Legalizing the use of regulated substances, particularly in the Philippines, is not without precedent. As noted by historian Ambeth Ocampo, a decree signed by President Emilio Aguinaldo on Nov. 20, 1898 actually authorized the “limited and contained use” of opium in Binondo, Albay, and Sorsogon.
To limit opium use, which was then deemed a public menace, Aguinaldo had the practical sense 121 years ago to instead restrict and regulate the vice rather than, perhaps foolishly, to ban it completely. But, whether his government or his officials — or Aguinaldo himself — was “compensated” for this action is uncertain. The Aguinaldo decree, issued to local officials, read:
“The service of leasing opium-smoking establishments being in a state of neglect on account of the state of war in which this territory found itself, but which is now under a form of government, it is urgently necessary to establish same for the double purpose of restricting it as far as possible on account of the harm it causes hygiene and public health. With the concurrence of the treasury department, I hereby order the following:”
“1st. Provisionally and until the government shall have awarded definitely at public auction, the lease of aforesaid service, which shall be effected shortly, after the proper proceedings which the case requires, the same is awarded to the Chinese: Francisco Bonifacio, Nubla Lim Chico, and Felipe Lim, residents of the district of Binondo, Manila, for a term of one month extendible.”
“2nd. The same department shall authorize a provisional contract with aforesaid Chinese at the rate of P1,200 per month, limiting the same to the provinces of Albay and Sorsogon, district of Catanduanes.”
“3rd. A copy of this decree shall be forwarded to the military and provincial chiefs of the provinces mentioned.”
“I have the pleasure of referring the same to you for your information; you will immediately make the award to the Chinese contractors aforementioned and report to this office the date when it is effected; furthermore, you will please order the local chiefs of your jurisdiction to please publish this by posters in the local dialect and acknowledge receipt of the same.”

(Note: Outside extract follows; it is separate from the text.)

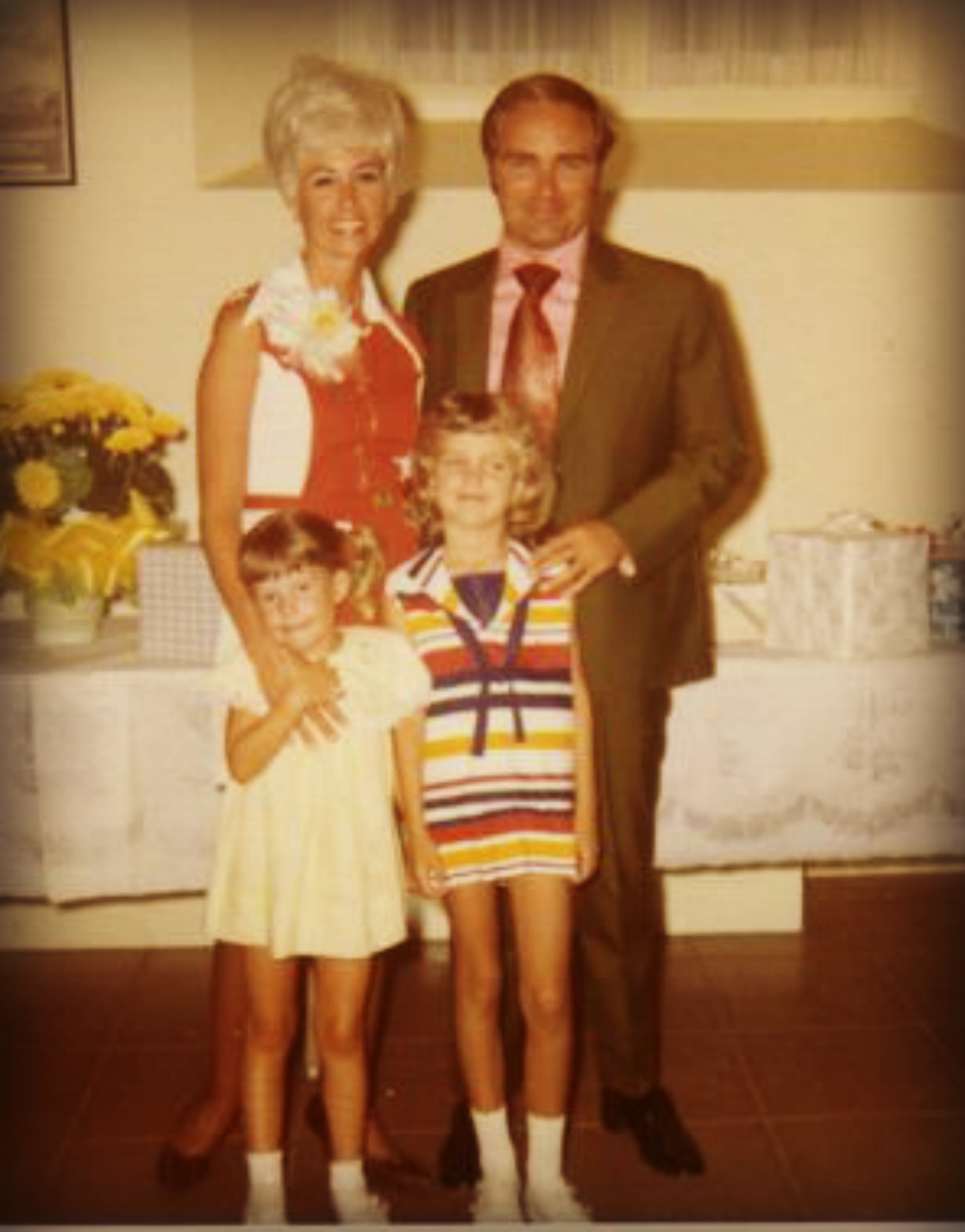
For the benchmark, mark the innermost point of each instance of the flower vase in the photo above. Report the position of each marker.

It was, in my opinion, a pragmatic approach to regulating a vice: regulation with taxation. In fact, I reckon the regulate-tax strategy would have remained if not for our colonization by the Americans after their defeat of Aguinaldo in 1899. Allow me to quote a portion of the World Drug Report of 2008, which stated:
“The topic of opium reform reacquired currency in the USA following the occupation of the Philippines in 1898, which included the acquisition of a large ethnic Chinese opium addict population. The US authorities found that Manila alone had some 190 opium dens retailing a total of 130 metric tons of opium per year.”
“Under Spanish rule, the opium trade in the Philippines had been farmed out to state-licensed opium monopolies. Taxes from the industry generated a substantial portion of the government’s revenue, and it had been proposed that the US maintain this system. The proposal was within two weeks of being adopted [by the US Congress] when it was derailed by a last-minute campaign by Manila’s missionaries.”

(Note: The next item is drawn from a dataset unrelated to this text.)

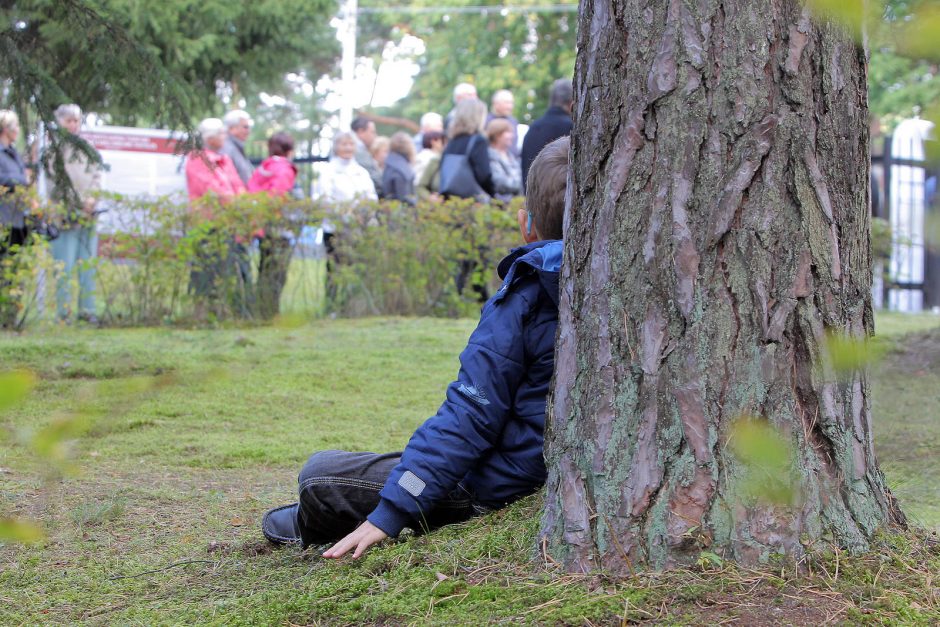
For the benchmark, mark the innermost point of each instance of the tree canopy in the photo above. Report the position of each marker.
(497, 49)
(158, 62)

It is ironic that making opium illegal was recommended by an Opium Committee for the Philippines that was appointed in 1903, which included the Episcopal Bishop of Manila, the Reverend Charles Brent, who was a Canadian national. More than a century since, Canada itself has become the second country in the world to actually legalize the use of medical marijuana.
I am keeping an open mind regarding all of these developments. But, as long as backed by sufficient scientific and medical studies and economic research, I would go to the extent of even suggesting that the Senate consider not only a bill allowing the use of medical marijuana, but even the amendment of existing laws to possibly allow the cultivation of marijuana locally and the processing of the plant for the production of medicine for here and for export abroad.
Marvin Tort is a former managing editor of BusinessWorld, and a former chairman of the Philippines Press Council.